Reproduzco a continuación el largo artículo que se publicó en el Heraldo de Madrid en contestación al que se ofrece en la entrada anterior de El Universal.

El Heraldo fue fundado en 1890 por Felipe Ducazcal y Lasheras en colaboración con el marqués de Murrieta. Se publicó entre 1890 y marzo de 1939 tras la victoria franquista. Era de ideología liberal. Durante la Segunda República defendió el republicanismo de izquierdas. No solo se leía en Madrid, sino que llegó a tener difusión por todo el país.

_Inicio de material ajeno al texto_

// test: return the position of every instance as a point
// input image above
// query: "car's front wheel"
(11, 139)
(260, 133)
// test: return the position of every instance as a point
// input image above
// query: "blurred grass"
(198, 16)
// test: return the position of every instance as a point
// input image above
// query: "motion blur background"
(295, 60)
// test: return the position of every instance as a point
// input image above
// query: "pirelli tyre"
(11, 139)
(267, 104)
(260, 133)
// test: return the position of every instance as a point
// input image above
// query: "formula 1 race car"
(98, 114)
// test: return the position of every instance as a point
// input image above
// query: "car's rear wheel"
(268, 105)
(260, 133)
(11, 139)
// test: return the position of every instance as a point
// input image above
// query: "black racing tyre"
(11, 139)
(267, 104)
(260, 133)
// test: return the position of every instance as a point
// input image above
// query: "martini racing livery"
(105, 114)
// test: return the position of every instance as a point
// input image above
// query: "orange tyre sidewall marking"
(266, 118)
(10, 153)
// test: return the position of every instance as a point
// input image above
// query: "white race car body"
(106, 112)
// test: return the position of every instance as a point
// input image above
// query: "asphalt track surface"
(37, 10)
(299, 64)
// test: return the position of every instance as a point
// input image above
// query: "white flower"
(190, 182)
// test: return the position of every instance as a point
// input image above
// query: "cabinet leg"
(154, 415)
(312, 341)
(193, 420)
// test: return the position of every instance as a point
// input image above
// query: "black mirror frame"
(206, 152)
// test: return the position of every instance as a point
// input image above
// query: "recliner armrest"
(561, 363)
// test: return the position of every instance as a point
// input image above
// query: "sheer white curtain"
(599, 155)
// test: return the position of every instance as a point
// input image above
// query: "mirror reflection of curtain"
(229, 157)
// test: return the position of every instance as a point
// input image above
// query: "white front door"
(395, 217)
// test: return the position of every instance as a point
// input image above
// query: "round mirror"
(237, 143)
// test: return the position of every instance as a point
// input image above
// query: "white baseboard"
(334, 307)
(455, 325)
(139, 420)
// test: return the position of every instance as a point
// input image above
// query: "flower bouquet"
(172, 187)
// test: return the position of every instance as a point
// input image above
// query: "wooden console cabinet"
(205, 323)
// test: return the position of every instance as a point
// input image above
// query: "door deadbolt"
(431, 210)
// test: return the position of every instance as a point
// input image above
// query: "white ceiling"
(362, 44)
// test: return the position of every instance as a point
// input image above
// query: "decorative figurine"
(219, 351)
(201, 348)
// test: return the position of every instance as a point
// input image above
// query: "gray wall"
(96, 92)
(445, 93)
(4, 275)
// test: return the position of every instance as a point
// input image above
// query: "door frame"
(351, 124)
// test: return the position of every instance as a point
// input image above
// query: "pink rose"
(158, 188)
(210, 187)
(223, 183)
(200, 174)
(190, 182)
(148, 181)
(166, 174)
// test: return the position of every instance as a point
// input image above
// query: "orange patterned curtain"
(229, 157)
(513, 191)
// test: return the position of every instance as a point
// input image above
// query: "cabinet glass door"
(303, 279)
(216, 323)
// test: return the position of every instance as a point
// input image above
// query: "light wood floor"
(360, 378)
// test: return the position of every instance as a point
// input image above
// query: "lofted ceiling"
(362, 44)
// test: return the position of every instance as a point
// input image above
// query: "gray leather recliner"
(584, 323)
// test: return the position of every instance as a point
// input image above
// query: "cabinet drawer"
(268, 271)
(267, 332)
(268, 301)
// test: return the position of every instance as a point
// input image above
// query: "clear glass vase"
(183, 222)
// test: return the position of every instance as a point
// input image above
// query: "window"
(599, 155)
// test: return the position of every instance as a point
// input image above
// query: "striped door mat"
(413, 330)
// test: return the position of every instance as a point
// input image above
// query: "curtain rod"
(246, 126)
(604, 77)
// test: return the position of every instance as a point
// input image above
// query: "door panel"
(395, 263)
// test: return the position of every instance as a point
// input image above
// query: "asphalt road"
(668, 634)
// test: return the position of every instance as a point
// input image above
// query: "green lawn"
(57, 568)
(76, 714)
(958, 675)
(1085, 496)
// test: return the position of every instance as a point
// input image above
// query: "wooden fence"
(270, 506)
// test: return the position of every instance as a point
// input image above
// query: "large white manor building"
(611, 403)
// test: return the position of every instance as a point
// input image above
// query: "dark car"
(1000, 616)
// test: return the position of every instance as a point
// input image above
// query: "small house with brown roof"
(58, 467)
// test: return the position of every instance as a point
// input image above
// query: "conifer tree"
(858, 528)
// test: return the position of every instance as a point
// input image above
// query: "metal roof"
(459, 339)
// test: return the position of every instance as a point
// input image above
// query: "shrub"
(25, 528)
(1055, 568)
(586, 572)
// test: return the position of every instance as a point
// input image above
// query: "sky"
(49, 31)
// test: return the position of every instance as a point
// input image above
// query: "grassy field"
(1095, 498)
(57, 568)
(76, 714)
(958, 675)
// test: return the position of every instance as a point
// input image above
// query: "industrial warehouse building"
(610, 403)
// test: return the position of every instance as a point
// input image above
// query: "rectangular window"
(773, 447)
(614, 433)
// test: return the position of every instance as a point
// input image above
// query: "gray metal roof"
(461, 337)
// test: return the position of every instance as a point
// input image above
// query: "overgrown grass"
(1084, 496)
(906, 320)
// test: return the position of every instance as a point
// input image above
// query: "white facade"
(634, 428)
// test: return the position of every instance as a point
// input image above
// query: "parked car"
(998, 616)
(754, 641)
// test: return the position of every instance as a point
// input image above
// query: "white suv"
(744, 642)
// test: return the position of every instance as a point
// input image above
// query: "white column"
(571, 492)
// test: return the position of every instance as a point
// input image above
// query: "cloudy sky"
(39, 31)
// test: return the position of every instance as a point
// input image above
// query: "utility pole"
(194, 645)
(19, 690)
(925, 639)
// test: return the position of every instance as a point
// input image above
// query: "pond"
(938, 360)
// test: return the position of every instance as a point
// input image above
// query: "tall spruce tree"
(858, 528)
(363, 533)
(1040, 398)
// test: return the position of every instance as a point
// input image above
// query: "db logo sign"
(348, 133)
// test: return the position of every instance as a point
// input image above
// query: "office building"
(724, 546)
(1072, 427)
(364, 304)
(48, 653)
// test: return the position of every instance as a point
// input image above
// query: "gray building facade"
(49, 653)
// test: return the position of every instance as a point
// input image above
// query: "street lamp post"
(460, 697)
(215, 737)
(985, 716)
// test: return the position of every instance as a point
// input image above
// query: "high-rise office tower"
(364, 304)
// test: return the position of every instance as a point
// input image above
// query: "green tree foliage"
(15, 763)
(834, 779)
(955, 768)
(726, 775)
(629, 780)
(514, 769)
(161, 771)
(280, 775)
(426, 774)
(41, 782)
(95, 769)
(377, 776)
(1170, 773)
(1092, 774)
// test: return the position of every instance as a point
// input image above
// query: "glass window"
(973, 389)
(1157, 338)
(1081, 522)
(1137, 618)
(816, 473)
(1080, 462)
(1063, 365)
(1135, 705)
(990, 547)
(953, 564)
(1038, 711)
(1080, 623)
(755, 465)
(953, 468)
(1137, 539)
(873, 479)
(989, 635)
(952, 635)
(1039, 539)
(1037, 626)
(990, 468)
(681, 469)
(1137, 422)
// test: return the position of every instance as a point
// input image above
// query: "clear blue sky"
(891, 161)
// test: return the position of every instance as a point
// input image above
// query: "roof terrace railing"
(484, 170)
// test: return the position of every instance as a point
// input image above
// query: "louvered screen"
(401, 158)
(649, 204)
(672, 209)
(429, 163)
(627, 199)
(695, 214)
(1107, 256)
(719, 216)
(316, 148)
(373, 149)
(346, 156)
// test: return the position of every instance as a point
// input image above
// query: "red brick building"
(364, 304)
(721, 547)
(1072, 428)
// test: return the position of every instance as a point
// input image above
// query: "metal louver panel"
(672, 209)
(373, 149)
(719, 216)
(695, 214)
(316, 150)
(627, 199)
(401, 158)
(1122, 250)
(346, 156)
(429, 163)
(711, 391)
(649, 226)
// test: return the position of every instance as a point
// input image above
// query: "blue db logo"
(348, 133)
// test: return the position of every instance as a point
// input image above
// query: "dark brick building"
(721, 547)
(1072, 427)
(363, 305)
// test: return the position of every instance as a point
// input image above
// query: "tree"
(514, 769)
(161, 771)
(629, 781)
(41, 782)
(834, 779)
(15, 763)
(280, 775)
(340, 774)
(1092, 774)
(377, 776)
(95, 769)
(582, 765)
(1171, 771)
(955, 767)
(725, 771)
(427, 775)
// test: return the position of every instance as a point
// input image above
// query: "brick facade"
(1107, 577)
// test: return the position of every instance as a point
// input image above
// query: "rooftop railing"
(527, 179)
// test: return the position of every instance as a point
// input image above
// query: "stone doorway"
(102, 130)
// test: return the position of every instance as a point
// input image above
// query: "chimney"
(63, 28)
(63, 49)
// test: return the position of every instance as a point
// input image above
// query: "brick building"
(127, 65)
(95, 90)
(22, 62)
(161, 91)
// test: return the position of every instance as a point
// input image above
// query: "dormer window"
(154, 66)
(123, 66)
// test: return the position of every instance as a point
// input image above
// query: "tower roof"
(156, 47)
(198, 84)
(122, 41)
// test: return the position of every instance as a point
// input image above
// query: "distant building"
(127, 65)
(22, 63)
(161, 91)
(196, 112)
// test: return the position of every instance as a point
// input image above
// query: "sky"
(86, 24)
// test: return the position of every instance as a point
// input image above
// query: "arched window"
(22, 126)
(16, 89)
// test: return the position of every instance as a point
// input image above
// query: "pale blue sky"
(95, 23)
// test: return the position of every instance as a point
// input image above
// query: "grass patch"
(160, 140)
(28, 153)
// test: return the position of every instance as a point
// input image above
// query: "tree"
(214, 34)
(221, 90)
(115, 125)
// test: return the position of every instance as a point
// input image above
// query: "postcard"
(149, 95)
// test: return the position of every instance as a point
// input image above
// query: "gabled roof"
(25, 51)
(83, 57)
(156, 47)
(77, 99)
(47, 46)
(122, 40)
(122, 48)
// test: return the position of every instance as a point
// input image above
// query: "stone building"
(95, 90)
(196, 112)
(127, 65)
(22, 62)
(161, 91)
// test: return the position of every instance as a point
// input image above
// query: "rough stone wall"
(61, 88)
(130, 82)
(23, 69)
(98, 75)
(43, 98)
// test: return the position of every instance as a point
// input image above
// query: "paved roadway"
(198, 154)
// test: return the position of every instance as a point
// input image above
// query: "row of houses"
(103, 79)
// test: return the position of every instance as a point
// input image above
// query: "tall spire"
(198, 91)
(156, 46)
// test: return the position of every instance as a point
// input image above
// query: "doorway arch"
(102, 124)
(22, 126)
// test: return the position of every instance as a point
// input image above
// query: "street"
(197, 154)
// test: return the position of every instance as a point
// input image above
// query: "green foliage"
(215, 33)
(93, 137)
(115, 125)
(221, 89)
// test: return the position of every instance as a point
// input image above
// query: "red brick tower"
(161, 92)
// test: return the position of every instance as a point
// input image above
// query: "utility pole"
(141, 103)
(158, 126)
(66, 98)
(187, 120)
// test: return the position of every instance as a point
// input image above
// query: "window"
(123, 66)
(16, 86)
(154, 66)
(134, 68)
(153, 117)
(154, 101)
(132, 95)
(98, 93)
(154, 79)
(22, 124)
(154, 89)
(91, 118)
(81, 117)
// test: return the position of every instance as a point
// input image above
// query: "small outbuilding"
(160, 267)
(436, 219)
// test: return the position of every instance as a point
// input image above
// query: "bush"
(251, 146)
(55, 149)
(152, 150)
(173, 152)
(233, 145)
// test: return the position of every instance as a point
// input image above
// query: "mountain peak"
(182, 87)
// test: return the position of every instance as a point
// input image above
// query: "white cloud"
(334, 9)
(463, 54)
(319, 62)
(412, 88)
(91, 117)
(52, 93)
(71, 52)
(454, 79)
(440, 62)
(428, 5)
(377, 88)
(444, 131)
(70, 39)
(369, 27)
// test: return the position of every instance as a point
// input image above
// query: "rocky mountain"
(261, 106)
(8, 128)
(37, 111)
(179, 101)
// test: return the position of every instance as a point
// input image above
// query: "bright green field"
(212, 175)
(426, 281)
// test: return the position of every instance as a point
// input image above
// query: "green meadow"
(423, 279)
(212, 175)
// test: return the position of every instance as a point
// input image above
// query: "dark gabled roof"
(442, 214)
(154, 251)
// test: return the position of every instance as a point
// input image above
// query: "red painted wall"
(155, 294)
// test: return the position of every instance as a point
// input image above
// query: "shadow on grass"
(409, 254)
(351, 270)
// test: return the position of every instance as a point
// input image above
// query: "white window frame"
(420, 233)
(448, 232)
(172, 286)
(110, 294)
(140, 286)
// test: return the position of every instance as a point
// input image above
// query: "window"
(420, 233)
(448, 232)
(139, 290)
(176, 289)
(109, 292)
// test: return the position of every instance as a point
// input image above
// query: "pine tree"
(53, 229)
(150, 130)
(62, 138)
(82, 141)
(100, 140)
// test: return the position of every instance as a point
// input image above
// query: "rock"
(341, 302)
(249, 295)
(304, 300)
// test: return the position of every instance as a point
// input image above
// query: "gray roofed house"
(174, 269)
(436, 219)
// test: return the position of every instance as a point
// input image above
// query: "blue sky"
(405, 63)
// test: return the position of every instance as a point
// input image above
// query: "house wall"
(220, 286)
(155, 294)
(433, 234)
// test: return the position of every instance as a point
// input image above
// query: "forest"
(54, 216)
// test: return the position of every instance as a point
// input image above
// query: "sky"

En la época en la que apareció el artículo que reproducimos, era el segundo periódico de más tirada de Madrid. El primero era La Correspondencia de España.

Cabecera de El Heraldo de Madrid (1890-1939)

Furias clericales
El odio irracional, insano, desaforado, de los neos a todo lo que huela a cultura, a propaganda de ideas, a trabajos de la inteligencia, no reconoce límites. Si ellos pudieran volverían a establecer en España la Santa Inquisición y se darían el placer de tostar a los liberales más significados a la mayor honra y gloria de una religión que tiene entre sus principales capitales el amor al prójimo, sin distinción de razas, nacionalidades o creencias.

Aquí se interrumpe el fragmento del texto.